Of course, you don’t want your sales department plowing through a never-ending stream of bad leads either.

Solution? Determine that a qualified lead should have four of eight of the following characteristics:

It is vertical (SIC or NAICS code)
It is consistent with company-related characteristics (income, number of employees, number of offices, etc.)
Decision-makers / influential people or similar roles are included in the decision-making process
The right environment (related to the solution, eg “technical environment”)
Level of commitment from decision makers (engaged, referenced but included in the notes etc)
Business problems / needs are identified and validated
There is a documented decision-making process
There is a clear budget or documented process for establishing a budget
There is a documented competitive landscape
There is a sense that this is urgent or captivating.
This framework helps you focus on qualified opportunities and win over your potential customers before your competitors do.

Common problems with potential customers

Mike Weinberg, the author of “New Sales. Simplified .: The Essential Handbook for Prospecting and New Business Development, ”says one of the most common reasons for wasting leads is that the sales department does not conduct proper follow-up.

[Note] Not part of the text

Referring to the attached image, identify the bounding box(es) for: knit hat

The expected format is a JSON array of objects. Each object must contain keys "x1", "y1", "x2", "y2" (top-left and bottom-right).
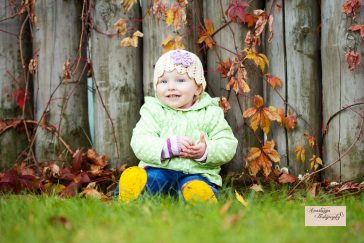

Weinberg claims that it is extremely uncommon to hear from potential customers after a single call. Sellers must earn their callback or email response. The lead review should analyze both how persistent the seller was (in other words, how many times he or she followed up on his initial call) as well as how strong the quality was on the bet (did the seller vary his methods? Did the seller value each call?)


This process requires a lot of time and effort from your managers. To speak clearly, this is time and effort that is usually unavailable.

If so, use a modified version instead. Rather than having the lead review review every lead sent back, you can have them review a random selection of denied leads each month.

According to SiriusDecisions, 72% of all B2B companies have a formal handover process between their sales and marketing departments. The average frequency of accepted leads is only 42%.

If your organization is to work together, SiriusDecisions says this frequency should be twice as high as this. Measure how effective lead review is by keeping track of the number of leads the sales department accepts. If the lead review does its job, you will notice how this figure continues to climb.